Wer das Eigene aufgibt, so warnt Raspail, hört bald auf zu existieren.
Im November 2019 brachte der rührige Karolinger Verlag aus Wien literarische Reiseberichte von Jean Raspail unter dem Titel Die Axt aus der Steppe heraus. Schilderungen von untergehenden Minderheiten, beispielsweise der letzten Ainus, der Ureinwohner Japans, wechseln mit weltweit aufgespürten ethnischen „Kuriositäten“. So begegnen versprengte französische Kämpfer auf deutscher Seite an der Ostfront des Zweiten Weltkrieges tief in den russischen Wäldern den späten Nachfahren auf dem Rückzug von Napoleons Grande Armee ebenfalls versprengter Landsleute. Verirrtes, Erloschenes und Erlöschendes, die letzten ihrer Art, bereits gezeichnet mit dem Todessiegel – das ist auch in der Axt Raspails Thema, das er indes nicht nur mit Liebe, sondern auch mit viel Humor ausbreitet. Wer das Eigene aufgibt, so warnt der Schriftsteller, der so viele Ethnien kurz vor ihrem Ende aufgesucht und kennengelernt hat, hört auf zu existieren. Ohne Vorfahren gibt es keine Nachfahren. In diesen Essays durchlebt Raspail „erneut den nomadischen Teil“ seines Daseins, das ihn rund um den Erdball geführt hat.
Seltene Liebe zu den deutschen Landen und den Deutschen an sich
Zu fragen bleibt, was den Franzosen Raspail mit deutschen Landen gedanklich verbindet? Wir sehen es in dem expliziten und alle Nationen übergreifenden Wissen um den hohen Wert einer Volks- und Kulturgemeinschaft. Auch Vertriebene und Gescheiterte haben das Recht, gemäß ihrer jeweils eigentümlichen kulturellen Prägung und ihrer Ideale zu leben. Raspail hatte eine gerade unter rechten Franzosen vom alten Schlag seltene Liebe zu den deutschen Landen und den Deutschen an sich, wie er immer wieder bekannte. Die titelgebende autobiographische Episode der Axt, die Übergabe eines Familienerbstückes, einer imposanten uralten Waffe an Jean Raspail, verdeutlicht seine Treue zur Tradition, zur Schönheit und Erhabenheit der Geschichte.

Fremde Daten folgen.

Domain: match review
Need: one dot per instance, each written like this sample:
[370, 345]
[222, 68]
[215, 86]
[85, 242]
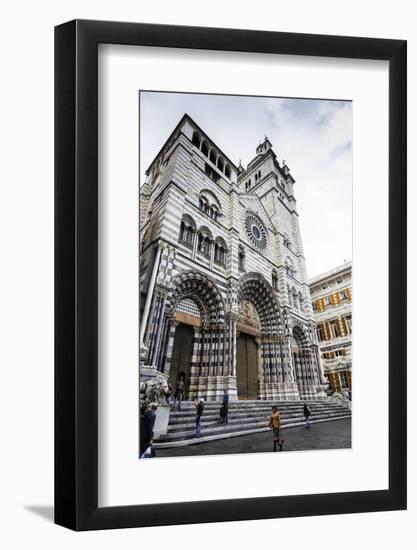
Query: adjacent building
[224, 296]
[331, 295]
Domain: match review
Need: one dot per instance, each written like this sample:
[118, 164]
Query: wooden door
[247, 367]
[182, 352]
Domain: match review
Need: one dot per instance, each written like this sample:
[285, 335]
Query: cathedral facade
[224, 296]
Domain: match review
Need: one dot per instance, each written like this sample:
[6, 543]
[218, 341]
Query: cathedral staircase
[245, 417]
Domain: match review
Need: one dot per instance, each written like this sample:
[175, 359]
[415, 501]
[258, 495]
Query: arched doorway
[247, 361]
[181, 357]
[195, 336]
[258, 351]
[305, 373]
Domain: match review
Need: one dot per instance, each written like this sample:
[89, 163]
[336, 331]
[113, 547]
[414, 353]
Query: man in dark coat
[147, 426]
[199, 413]
[224, 411]
[306, 411]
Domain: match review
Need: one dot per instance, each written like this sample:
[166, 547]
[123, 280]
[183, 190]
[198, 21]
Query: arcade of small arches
[237, 342]
[203, 241]
[214, 157]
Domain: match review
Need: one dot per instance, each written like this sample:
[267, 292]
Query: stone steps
[244, 417]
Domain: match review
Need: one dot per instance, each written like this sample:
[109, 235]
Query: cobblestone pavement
[324, 435]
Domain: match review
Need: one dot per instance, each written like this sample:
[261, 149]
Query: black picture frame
[76, 272]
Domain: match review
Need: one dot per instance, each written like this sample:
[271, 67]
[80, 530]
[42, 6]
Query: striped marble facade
[213, 237]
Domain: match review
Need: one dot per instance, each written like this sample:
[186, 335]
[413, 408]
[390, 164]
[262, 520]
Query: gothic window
[204, 244]
[241, 258]
[289, 269]
[274, 280]
[348, 322]
[320, 333]
[300, 301]
[334, 329]
[196, 139]
[220, 253]
[295, 300]
[255, 231]
[286, 241]
[211, 173]
[187, 230]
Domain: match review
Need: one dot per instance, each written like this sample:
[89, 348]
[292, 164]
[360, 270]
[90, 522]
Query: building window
[348, 323]
[204, 245]
[289, 269]
[211, 173]
[334, 329]
[219, 254]
[320, 333]
[274, 280]
[196, 139]
[343, 379]
[241, 258]
[186, 233]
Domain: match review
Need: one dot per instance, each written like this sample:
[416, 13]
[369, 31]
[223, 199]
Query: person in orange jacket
[275, 424]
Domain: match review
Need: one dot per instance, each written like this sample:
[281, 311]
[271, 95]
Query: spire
[264, 146]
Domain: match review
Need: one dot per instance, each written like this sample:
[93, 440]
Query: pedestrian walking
[168, 395]
[224, 410]
[199, 413]
[307, 414]
[150, 451]
[147, 425]
[275, 423]
[179, 392]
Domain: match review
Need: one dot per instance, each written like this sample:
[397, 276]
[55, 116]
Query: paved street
[325, 435]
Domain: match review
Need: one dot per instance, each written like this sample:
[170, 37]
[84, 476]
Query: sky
[313, 136]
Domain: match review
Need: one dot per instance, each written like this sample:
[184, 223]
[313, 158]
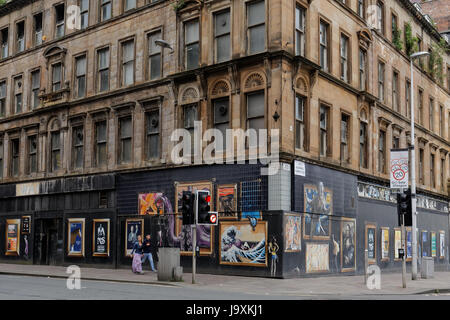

Dem verdienstvollen Übersetzer Konrad Markward Weiß ist es zu verdanken, daß den Lesern deutscher Zunge diese meisterhaften Essays in kongenialer Sprache dargeboten werden – ebenso wie Die Blaue Insel und Der König jenseits des Meeres. Der Schriftleiter des ECKARTs schätzt sich glücklich, gegen Ende des langen Lebens Jean Raspails dem großen Schriftsteller und Visionär etliche Male persönlich begegnet zu sein und bis zu dessen Tod mit ihm in freundschaftlicher Verbindung gestanden zu sein.